There are also modern styles that practice application and even focus solely on them, though these are aimed mostly at competition. One such style that has grown quite popular is called Sanda (or Sanshou). It is similar to Muay Thai and is a type of sparring competition where the competitors wear protection and gloves, and get points when scoring a hit on the opponent or performing a successful throw.

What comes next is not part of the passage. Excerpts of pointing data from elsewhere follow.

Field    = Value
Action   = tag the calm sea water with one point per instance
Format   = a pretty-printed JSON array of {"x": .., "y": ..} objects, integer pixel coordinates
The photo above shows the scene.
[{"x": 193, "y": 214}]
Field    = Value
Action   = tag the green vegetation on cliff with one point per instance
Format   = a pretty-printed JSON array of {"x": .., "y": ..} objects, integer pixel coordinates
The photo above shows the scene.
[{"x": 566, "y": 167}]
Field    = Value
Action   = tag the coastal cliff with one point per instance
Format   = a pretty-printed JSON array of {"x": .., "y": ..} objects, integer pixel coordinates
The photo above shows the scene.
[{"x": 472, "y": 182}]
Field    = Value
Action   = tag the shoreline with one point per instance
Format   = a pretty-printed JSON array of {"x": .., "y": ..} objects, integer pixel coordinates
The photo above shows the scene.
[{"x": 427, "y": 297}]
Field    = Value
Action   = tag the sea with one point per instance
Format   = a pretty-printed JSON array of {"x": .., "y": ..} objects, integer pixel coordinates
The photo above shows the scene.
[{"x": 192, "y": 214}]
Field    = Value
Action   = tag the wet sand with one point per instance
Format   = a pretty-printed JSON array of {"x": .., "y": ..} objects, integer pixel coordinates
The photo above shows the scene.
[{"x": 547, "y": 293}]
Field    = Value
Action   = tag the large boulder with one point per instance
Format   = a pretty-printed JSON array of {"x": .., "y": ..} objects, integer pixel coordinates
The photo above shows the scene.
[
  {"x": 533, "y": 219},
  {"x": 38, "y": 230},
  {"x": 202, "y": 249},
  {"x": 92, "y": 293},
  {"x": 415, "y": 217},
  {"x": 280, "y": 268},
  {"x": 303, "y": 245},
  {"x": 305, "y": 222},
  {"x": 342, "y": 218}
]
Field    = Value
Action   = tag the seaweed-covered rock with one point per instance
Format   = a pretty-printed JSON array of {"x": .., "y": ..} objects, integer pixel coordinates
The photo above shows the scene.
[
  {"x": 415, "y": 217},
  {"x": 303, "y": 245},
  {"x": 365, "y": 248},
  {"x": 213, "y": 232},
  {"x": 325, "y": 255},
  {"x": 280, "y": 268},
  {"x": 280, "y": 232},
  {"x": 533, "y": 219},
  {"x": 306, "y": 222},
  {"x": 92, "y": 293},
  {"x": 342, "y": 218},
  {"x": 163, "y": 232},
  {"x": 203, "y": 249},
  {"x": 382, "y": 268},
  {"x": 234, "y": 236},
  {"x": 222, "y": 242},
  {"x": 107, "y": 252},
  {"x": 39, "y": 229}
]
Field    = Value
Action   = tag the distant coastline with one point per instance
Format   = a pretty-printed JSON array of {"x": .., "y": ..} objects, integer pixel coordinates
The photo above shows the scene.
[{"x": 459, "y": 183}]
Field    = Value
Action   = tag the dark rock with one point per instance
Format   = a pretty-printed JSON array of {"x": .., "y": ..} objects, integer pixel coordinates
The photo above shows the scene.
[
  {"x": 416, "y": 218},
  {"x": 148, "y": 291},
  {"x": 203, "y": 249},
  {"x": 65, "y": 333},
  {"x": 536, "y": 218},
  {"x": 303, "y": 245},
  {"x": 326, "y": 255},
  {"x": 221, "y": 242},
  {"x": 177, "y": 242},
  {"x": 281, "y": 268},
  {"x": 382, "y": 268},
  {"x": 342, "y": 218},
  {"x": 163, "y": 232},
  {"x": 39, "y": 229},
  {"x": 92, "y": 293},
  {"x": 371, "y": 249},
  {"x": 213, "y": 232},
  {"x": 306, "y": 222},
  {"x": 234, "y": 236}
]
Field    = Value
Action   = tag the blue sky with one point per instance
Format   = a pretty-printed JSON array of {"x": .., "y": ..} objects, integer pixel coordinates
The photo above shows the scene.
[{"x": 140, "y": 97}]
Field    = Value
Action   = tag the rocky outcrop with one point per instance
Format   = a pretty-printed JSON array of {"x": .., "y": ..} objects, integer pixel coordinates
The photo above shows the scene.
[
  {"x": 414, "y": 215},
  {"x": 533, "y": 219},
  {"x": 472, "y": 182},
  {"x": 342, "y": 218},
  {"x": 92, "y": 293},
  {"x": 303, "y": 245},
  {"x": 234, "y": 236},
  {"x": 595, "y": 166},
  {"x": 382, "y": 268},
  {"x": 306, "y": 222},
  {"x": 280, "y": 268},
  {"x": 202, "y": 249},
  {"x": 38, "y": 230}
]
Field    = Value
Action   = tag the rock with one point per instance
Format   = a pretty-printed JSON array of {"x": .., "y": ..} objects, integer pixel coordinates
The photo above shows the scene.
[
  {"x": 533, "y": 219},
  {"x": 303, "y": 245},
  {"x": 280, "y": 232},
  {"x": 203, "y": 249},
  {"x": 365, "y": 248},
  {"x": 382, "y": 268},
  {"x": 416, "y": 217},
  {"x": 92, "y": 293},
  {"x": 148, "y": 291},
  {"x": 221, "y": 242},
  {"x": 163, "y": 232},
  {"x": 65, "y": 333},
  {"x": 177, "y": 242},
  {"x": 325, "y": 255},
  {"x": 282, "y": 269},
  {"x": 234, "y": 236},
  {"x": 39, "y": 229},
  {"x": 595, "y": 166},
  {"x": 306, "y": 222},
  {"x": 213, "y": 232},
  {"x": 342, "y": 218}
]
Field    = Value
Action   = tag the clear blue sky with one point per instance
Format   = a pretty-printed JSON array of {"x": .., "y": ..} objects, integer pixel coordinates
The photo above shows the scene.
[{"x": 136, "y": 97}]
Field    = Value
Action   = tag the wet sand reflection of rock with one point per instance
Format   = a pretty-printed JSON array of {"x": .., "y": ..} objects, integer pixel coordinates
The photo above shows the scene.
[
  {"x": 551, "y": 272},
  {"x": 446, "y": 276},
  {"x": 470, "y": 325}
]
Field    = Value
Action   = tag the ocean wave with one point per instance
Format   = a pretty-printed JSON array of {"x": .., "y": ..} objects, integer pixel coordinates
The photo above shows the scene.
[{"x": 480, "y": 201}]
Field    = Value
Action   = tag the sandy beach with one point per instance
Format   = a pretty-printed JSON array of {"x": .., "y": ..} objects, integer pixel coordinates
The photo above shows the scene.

Use of qi in Chinese martial arts

The concept of qì or ch'i (氣), the inner energy or "life force" that flows through the body of every living being, is encountered in almost all styles of Chinese martial arts. Internal styles are reputed to pay more attention to its cultivation than external styles.

Many believe that one's qi energy can be improved and strengthened through the regular practice of various physical and mental exercises known as qigong. Though qigong is not a martial art itself, it is often incorporated in Chinese martial arts, and practiced as a complement to strengthen one's internal abilities.

There are many ideas regarding controlling one's qi energy to such an extent that it can be used for healing oneself or others: the goal of medical qigong. Some styles believe in focusing qi into a single point when attacking and aim at specific areas of the human body (similar to the study of acupressure), to cause maximum damage or disable certain functions of the body. Some go so far as to think that at an advanced level it is (or was, as some believe such abilities to now be lost, if they ever existed) possible to cause harm without even touching the opponent, a popular concept in Chinese martial arts movies.